ちなみに、筆者はプレイ時間2時間でBAD回収をして、残り2時間でNormal系のENDを回収しました。
全部見た印象としては、Trueまで見ないとクリアっぽくない感覚を覚えるので、ちゃんと物語を見たい人はTrueまで見ましょう。Anotherはウディコン版ではロックされているらしいので見えないですが。

なお、内容は軽度というか中度くらいのボーイズラブ要素を含んでいるので、その辺は理解して臨んだ方が良いかもしれません。
筆者は特にどこも気になりませんでしたが、そもそも全年齢向けくらいの緩さなら何でも抵抗なく読めるので、あんまり参考になりません。

ゲーム性としては、シューターあるいはリズムゲームです。感覚的にはリズムゲームが近いんですが、音ハメしているわけではないので、説明するならシューターが適切そうです。
花弁というノーツがひらひら落ちてきて、そのためにタイミングを取るのが難しいという面白いゲーム性をしているんですが、成功演出のせいなのかちょくちょく処理が重めになります。
こうなると、長押し判定が怪しくなったり、そのほかの判定も不安定になったりするので、やや厳しくはなります。ただし、それを入れてもクリアしやすいレベルのバランスはしているので、何ともならないということはありません。

なお、キーボードとマウスどちらでもできるんですが、キーボードでやるとよりリズムゲームっぽさが増して、マウスでやるとシューターっぽさが増します。
感覚的には2周目でやったマウス操作のほうが楽だったような気がしますが、慣れていたせいもありそうです。ただ、リロードを完全に別の感覚に逃がせるという点では強みがあると思っています。

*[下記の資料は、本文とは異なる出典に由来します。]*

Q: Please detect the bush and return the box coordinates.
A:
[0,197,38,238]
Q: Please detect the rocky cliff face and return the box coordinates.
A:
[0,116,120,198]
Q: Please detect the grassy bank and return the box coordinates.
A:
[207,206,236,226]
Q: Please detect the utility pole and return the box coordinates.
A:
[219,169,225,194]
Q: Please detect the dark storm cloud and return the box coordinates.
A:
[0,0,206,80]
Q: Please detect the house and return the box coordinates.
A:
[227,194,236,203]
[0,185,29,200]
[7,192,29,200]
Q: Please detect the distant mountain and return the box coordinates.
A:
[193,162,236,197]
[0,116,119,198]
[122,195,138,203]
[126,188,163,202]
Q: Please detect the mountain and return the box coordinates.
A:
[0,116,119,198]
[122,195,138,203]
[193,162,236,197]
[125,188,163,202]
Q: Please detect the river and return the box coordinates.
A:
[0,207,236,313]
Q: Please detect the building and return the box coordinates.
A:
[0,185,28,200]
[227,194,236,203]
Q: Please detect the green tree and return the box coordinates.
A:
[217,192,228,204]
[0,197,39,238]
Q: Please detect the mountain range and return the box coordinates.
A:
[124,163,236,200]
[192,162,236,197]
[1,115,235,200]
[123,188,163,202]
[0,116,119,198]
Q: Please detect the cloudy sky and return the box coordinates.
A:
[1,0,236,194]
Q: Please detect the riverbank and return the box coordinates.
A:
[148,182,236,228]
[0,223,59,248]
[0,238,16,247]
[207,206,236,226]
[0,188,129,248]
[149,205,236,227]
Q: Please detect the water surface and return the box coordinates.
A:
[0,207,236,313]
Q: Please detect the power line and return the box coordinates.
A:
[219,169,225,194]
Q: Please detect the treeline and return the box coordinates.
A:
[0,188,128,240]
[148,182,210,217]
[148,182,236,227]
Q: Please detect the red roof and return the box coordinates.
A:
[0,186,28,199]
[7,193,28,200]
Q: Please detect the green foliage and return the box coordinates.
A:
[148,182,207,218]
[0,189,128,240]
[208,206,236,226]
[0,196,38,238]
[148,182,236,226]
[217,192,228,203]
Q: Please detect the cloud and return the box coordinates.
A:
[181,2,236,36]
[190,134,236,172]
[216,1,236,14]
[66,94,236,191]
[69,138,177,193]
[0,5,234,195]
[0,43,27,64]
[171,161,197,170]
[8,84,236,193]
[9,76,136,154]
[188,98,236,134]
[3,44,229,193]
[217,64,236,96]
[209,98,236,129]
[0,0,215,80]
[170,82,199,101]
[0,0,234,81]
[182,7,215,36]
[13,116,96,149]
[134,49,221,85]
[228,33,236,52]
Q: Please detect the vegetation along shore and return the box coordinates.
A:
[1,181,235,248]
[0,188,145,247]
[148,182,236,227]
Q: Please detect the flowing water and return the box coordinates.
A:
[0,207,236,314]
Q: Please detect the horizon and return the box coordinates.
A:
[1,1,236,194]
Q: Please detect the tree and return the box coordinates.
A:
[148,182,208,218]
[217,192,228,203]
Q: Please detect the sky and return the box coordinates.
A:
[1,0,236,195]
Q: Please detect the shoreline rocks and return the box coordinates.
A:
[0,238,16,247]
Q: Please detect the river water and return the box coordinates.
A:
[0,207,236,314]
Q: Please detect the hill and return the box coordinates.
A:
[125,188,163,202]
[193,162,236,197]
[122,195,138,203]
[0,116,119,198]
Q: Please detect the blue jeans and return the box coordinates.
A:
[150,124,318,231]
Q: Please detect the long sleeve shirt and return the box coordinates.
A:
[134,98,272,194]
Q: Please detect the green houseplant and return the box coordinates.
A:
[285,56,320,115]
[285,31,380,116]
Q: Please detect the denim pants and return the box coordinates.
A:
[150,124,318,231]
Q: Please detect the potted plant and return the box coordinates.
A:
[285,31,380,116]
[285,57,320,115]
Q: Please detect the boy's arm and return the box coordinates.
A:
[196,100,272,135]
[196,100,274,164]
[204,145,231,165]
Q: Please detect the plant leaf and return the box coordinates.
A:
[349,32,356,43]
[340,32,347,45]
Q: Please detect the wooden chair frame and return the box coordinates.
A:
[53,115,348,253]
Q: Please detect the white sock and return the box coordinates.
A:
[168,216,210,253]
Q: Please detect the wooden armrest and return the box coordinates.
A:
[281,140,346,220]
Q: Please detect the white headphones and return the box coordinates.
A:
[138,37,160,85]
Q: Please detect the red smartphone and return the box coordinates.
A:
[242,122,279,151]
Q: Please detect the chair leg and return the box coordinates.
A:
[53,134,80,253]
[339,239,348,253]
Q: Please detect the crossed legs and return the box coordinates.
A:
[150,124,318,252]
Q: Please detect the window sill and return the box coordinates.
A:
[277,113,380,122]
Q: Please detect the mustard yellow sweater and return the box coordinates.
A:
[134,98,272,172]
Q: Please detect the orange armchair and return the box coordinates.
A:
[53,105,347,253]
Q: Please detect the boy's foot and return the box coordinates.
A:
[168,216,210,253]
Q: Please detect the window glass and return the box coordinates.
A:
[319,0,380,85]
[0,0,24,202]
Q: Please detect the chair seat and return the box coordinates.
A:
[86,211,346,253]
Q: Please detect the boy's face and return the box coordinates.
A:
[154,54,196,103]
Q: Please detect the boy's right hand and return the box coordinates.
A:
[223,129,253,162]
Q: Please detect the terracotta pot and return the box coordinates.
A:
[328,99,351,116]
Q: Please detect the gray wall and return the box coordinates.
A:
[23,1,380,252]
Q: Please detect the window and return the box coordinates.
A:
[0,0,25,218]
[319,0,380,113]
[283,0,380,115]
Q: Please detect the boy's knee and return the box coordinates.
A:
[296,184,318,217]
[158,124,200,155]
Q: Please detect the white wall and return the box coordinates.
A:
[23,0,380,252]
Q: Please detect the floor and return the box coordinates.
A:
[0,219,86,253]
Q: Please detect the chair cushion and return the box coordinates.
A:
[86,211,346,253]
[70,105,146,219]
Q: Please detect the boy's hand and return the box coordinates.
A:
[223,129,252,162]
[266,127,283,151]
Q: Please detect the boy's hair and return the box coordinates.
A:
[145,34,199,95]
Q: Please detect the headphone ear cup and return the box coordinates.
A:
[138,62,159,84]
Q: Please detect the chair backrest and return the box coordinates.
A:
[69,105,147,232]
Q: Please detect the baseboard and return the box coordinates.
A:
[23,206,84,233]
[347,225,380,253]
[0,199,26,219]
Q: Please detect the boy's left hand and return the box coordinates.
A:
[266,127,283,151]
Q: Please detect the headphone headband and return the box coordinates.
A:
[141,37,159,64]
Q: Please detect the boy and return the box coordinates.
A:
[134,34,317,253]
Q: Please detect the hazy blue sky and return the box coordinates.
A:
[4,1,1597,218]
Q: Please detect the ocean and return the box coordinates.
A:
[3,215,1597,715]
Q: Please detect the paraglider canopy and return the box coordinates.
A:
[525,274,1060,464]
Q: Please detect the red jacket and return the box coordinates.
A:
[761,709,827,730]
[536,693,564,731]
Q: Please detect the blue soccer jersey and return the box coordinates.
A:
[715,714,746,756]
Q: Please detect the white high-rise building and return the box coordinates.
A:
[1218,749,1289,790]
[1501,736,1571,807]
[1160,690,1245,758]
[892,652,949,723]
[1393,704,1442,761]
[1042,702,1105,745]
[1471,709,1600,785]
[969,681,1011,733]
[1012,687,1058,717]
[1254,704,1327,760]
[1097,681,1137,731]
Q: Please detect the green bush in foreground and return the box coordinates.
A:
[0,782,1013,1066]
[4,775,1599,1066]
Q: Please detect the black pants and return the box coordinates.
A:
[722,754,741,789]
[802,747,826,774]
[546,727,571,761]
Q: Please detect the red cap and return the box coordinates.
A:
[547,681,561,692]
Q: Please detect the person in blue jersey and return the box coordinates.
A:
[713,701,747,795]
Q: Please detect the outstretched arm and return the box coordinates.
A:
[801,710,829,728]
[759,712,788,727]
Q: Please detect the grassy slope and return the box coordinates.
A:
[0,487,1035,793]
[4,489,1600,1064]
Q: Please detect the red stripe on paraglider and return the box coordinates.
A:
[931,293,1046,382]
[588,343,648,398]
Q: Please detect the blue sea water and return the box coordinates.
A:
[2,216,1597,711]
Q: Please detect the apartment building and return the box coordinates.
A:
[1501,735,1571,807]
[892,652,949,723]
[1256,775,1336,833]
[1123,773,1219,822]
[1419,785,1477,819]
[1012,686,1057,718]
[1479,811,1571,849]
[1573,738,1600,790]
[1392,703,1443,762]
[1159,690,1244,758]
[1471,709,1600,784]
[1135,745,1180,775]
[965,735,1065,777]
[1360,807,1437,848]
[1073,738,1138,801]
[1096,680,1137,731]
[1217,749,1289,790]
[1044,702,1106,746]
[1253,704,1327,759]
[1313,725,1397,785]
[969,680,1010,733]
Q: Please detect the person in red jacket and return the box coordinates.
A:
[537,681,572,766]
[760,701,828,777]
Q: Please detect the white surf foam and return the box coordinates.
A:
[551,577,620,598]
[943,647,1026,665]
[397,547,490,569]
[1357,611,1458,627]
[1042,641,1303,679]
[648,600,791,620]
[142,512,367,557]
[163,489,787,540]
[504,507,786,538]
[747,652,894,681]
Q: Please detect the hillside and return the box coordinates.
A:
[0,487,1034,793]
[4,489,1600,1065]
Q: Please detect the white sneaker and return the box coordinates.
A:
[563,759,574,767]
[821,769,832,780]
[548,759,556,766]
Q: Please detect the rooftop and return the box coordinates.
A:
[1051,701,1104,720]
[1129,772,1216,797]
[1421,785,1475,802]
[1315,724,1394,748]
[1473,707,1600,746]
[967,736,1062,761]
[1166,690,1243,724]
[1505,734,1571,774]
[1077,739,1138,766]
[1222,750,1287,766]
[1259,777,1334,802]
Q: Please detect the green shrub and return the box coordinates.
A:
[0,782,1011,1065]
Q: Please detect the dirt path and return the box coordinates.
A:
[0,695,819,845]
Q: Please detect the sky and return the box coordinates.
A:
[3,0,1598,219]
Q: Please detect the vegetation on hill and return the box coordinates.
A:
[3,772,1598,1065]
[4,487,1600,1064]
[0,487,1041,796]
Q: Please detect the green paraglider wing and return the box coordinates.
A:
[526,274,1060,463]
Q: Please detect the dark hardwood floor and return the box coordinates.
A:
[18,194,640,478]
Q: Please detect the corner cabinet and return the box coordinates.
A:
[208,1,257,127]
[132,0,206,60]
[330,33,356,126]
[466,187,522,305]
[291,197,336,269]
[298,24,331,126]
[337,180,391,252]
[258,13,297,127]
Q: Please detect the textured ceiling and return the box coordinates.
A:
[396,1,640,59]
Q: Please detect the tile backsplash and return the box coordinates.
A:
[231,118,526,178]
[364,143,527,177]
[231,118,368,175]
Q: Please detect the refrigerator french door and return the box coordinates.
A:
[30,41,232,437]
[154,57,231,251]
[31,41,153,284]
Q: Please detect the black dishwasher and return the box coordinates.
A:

グラフィックについてはどこを切り取っても美しくなっています。
特に基本は青く統一されたデザインだからこそ、途中のステージの異質な色合いが強く印象に残るようになっています。
また、ゲームパート中の背景ですら結構凝っています。惜しむらくは、ゲームパートは忙しくて満足に背景を見ている暇はないということです。何となくの印象しかありません。

また、主人公たちのグラフィックも綺麗に描かれていて、特に一枚絵はかなり綺麗です。
線が細いというか、微に入り細を穿ったというか、とにかくきめ細やかな印象を受けます。ホロロンの精緻さとはまた違う精緻さがあって、こちらはこちらで美しいものです。
会話中の口パクアニメーションのコマ割りが2つじゃないおかげで、ちゃんと喋っているように見えるみたいな細かさもあります。

そして演出的なイベントにおける画の表現能力はさらに突き放された感覚を覚えます。その情景や持つ意味が美しいと呼べるかはさておいても、印象としては綺麗を振り切れて美しいとすら感じた作品でした。